Almost 40% of Indian children were stunted (growing in height at a much slower rate than a normal child) in 2005. Ten years later, Indian children are among the shortest globally and have the fifth highest likelihood in the world of being stunted. While India has made much progress in other development indicators, child stunting has remained unaffected. A group of researches thinks they have a plausible explanation for why that is.

India has been lagging when it comes to addressing the issue of stunted children. The height of a child is linked to whether her or his nutritional needs are being met, and is also an indicator for the child’s mental development and overall health going into adulthood. Adults who were stunted as children have worse cognitive skills, live less healthy lives and get less well-paying jobs. Previous explanations for India’s persisting stunting problem have focused on cultural factors such as open defecation.

However, a discussion paper published by the US based National Bureau of Economic Research links the phenomenon of stunting to Indian parents’ preference towards sons. Specifically, the authors think that parents disproportionately concentrate resources on the eldest male child’s health and nutritional needs to the detriment of the other children.

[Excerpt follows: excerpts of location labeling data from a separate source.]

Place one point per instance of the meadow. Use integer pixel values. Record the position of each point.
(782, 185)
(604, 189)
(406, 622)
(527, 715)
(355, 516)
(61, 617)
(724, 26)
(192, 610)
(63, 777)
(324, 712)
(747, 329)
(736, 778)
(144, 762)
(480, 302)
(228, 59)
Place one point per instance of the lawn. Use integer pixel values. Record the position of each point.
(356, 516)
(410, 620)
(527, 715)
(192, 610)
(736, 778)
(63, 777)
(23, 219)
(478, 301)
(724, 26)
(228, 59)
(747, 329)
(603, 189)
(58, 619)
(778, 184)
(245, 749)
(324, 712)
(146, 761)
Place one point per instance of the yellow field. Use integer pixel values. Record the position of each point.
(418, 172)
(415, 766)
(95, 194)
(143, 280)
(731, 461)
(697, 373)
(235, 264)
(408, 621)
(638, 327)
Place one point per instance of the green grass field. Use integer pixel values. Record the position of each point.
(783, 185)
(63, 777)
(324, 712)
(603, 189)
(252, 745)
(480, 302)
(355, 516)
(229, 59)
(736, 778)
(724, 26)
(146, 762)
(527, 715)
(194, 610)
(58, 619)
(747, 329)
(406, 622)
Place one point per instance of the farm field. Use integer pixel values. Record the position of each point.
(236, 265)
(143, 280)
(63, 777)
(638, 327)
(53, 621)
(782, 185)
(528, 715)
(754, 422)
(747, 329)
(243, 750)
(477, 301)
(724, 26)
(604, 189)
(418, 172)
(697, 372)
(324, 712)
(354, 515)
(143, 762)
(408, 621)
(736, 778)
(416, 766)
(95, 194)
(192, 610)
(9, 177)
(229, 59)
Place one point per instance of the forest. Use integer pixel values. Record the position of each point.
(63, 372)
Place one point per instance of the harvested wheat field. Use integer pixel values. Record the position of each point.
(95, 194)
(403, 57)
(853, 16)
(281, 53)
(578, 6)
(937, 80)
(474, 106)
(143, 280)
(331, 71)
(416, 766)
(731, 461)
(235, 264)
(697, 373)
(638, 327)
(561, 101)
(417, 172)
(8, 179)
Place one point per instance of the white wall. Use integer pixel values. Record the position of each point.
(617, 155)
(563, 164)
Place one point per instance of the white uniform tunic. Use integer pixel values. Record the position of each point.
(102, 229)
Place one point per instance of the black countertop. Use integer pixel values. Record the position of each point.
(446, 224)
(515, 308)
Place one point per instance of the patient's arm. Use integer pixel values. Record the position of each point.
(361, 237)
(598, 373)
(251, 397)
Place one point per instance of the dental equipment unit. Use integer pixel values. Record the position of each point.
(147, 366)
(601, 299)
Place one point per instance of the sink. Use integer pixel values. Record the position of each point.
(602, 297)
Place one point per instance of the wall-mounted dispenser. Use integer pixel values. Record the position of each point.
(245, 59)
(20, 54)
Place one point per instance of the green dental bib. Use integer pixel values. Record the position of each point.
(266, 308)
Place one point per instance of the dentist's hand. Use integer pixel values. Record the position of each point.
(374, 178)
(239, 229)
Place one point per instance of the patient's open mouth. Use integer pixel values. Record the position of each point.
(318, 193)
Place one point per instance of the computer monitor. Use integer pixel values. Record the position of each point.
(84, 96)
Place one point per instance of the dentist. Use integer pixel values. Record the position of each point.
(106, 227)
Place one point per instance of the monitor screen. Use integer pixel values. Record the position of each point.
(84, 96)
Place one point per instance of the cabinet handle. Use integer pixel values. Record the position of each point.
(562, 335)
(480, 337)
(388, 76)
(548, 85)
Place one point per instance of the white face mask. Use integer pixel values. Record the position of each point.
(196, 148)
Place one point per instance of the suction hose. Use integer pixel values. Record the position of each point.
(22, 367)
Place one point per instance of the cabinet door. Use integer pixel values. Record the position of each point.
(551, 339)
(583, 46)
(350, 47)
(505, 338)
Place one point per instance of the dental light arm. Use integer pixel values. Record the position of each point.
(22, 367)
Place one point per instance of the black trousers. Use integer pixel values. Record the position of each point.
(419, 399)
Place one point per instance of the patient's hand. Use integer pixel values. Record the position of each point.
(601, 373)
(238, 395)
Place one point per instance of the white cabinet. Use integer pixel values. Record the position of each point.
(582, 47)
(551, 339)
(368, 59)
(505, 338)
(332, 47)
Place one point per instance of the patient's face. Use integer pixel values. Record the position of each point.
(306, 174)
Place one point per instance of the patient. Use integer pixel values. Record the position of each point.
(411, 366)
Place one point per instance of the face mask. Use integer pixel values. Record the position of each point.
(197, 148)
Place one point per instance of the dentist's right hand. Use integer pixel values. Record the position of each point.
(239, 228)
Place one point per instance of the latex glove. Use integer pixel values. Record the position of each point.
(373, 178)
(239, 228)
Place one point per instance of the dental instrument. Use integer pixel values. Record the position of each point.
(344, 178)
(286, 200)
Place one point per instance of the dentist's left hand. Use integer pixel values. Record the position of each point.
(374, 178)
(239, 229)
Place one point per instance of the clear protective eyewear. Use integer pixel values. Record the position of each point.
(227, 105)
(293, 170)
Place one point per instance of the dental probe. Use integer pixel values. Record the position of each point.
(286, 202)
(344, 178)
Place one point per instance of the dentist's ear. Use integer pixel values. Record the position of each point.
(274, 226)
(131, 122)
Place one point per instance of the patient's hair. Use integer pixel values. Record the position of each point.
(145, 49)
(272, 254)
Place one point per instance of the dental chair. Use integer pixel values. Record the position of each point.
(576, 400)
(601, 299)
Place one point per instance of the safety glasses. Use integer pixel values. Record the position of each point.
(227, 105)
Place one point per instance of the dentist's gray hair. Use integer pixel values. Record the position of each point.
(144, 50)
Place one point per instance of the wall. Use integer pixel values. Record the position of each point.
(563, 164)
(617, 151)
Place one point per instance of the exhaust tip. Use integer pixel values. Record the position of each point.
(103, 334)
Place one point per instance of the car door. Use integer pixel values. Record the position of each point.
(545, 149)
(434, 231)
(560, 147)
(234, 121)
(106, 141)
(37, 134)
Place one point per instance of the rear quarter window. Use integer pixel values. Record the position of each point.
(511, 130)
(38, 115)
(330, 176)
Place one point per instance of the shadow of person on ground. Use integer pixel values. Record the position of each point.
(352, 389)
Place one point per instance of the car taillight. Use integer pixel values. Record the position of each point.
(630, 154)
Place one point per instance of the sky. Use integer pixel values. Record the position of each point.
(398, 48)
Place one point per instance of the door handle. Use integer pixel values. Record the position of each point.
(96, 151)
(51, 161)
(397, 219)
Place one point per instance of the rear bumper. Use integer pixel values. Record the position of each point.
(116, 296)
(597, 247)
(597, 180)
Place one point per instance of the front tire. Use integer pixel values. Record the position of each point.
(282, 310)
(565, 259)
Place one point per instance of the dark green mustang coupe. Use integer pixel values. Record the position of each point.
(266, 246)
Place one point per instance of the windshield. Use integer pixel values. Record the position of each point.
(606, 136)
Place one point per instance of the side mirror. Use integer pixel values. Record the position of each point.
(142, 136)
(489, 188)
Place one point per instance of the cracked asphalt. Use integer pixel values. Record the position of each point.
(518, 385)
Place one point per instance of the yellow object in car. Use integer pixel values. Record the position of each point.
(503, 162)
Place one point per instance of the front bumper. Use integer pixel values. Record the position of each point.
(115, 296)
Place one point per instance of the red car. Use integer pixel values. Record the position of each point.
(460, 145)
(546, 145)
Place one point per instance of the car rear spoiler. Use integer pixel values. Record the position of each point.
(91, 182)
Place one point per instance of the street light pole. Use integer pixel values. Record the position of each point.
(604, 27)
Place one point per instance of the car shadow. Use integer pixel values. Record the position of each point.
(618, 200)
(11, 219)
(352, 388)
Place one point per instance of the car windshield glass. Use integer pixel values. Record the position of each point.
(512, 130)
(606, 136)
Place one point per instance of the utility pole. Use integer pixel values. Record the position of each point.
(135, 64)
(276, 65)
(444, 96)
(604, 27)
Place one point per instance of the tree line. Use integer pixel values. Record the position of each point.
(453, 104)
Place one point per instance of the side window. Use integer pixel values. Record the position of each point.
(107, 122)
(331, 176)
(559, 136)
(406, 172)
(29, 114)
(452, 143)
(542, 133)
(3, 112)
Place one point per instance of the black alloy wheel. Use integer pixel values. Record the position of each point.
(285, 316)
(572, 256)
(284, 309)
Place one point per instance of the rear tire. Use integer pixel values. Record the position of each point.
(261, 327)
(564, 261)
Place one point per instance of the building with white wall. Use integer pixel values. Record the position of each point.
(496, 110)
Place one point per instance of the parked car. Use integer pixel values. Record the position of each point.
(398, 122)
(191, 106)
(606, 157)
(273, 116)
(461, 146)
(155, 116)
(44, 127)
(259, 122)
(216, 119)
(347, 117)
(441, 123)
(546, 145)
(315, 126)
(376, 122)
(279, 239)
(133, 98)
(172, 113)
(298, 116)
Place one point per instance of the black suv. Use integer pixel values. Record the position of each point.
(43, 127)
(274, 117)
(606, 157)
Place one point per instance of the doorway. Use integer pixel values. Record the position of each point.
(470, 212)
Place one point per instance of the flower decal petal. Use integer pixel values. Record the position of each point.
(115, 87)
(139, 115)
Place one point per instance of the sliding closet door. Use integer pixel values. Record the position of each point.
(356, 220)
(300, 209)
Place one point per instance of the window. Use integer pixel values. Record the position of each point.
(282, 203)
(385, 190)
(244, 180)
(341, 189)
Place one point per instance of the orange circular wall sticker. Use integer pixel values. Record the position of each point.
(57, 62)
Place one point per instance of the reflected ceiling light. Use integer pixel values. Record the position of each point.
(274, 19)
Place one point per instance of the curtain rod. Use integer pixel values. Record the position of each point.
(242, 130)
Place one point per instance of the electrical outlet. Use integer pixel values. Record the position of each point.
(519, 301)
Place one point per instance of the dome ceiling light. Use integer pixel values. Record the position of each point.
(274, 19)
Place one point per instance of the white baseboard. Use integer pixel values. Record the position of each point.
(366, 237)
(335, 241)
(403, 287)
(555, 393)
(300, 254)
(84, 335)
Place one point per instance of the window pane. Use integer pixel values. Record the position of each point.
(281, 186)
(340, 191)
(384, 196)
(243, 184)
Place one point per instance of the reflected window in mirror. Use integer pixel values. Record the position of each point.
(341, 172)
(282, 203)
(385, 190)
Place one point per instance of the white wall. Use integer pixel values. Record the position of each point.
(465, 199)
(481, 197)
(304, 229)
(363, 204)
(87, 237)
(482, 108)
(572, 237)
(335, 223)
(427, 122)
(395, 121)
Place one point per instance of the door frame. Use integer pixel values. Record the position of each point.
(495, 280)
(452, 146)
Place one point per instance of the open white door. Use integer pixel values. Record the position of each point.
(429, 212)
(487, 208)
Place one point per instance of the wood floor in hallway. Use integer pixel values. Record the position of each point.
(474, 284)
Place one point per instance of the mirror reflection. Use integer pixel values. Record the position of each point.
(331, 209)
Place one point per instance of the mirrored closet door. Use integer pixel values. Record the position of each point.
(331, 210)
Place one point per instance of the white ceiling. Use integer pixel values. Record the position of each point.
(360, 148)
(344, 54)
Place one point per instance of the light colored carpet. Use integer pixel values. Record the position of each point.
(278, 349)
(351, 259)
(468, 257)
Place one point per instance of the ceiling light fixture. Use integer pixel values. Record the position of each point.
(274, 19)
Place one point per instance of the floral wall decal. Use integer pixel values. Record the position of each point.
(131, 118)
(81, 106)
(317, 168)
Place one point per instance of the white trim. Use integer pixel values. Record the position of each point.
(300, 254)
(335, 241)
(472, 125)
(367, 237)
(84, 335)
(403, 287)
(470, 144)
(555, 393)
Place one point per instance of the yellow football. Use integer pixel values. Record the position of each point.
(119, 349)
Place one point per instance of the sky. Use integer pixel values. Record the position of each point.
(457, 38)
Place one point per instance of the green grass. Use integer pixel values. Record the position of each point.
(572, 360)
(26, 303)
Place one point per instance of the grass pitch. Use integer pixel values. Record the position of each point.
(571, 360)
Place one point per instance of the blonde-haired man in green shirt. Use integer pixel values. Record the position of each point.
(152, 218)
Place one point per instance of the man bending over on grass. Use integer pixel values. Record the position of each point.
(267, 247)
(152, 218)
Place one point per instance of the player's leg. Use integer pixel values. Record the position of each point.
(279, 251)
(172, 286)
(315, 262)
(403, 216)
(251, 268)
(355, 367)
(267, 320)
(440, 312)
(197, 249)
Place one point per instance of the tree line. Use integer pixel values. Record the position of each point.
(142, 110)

To examine this theory, researchers compared children in India with those from Sub-Saharan Africa, which is another region with a high prevalence of stunting. They found that Indian female children, no matter what their sibling hierarchy, were shorter than African female children. For Indian girls with an elder girl siblings, the height disparity got worse, implying that nutrition is neglected further by parents for each girl they birth.

However, in stark contrast, the eldest male child in Indian families grew taller than their sub-Saharan African equivalents. This was true even if the eldest male was not the first-born child in the family. Furthermore, younger male siblings of the eldest males again faced height disadvantages that worsened as the number of siblings increased.

The researchers found that the neglect of females begins at birth. Parents may take pains to ensure a healthy fetus during pregnancy, but once the child is born and is a girl, they stop. Though sex-determination tests are prohibited, the increase of illegal means to get it done poses more bad news. Experts predict that female children will face even more inequality, although “it is likely that the discrimination against girls will become more extreme [and take the form of missing girls rather than short girls]. It’s clear that we need to directly tackle the root cause — son preference,” Rohini Pande, one of the study authors, told The Hindu.

Two sub-populations in India show less evidence of this first-male and sibling-order height discrepancy. The first group is Muslims and the second is the population of Kerala. The authors suggest that this is because Hindu culture actually places a higher emphasis on a male child: aging parents often expect to live with the eldest son, property is bequeathed to the eldest son, and only males may conduct post-death rituals such as lighting the funeral pyre and conducting the death-anniversary ceremonies. Islam does not have the same emphasis on male offspring. Kerala has a strong matrilineal culture.

If these results are validated, it would mean a serious problem for India. The latest census showed an increase in the male-to-female child ratio, meaning that the preference for males is entrenched and manifesting itself even more. Only a select few of them will get the nutrition and care they need, while the other children are neglected, and left to face a bleak future. Given the problems that stunting causes, and that fewer healthy females means not enough mates for males, it is hard to see how this won’t hold the country back as well.